Recognising the importance of this trend, the GRDC has created the Value Chain Program, which was introduced as part of the new five-year strategic plan, 'Driving Innovation'. With investments ranging from grain storage to quality management, market intelligence and new grain products, the program aims to improve grower profitability and the competitive performance of Australia's grain value chains.
Studies by several academic and marketing bodies of industry trends form the basis of this special supplement that looks at a range of value chain initiatives. These initiatives demonstrate that components of the Australian grains industry cannot work in isolation if they are to meet market needs. Success requires all players to unite - researchers, growers, handlers, processors - to lift everybody's performance and profitability.
Growers who once produced solely for a board are becoming more conscious of producing for a buyer - that buyer might be in Pakistan or down the road. It is forcing a closer look at what is being produced, and how it is being produced, handled, processed and traded.
GRDC managing director, Professor John Lovett, says the introduction of the Value Chain Program signals the organisation's belief that the industry now has to consider all the value chains that exist between producers and consumers: "It also means our research support will need to be in other links in these chains as well as on-farm. "

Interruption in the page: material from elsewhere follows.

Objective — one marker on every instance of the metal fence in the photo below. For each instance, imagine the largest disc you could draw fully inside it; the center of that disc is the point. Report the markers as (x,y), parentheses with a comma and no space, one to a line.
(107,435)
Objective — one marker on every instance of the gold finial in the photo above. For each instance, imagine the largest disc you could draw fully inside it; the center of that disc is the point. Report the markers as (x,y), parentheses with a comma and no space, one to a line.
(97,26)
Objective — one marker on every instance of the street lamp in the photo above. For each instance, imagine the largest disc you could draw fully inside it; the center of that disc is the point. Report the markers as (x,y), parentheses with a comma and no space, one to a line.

Professor Lovett says the formation of new value chains has been a direct response by growers and others in the industry to market signals. This has seen the development of new varieties, new crops and new collaborations. "The way in which the grains industry is diversifying is extraordinary. For example, the development over the past decade of diversified wheat products has been astonishing - noodles, pan breads, flat breads... "
Professor Lovett says value chains mean the needs of growers, bulk handlers, marketers and processors all need to be encompassed in the industry's thinking.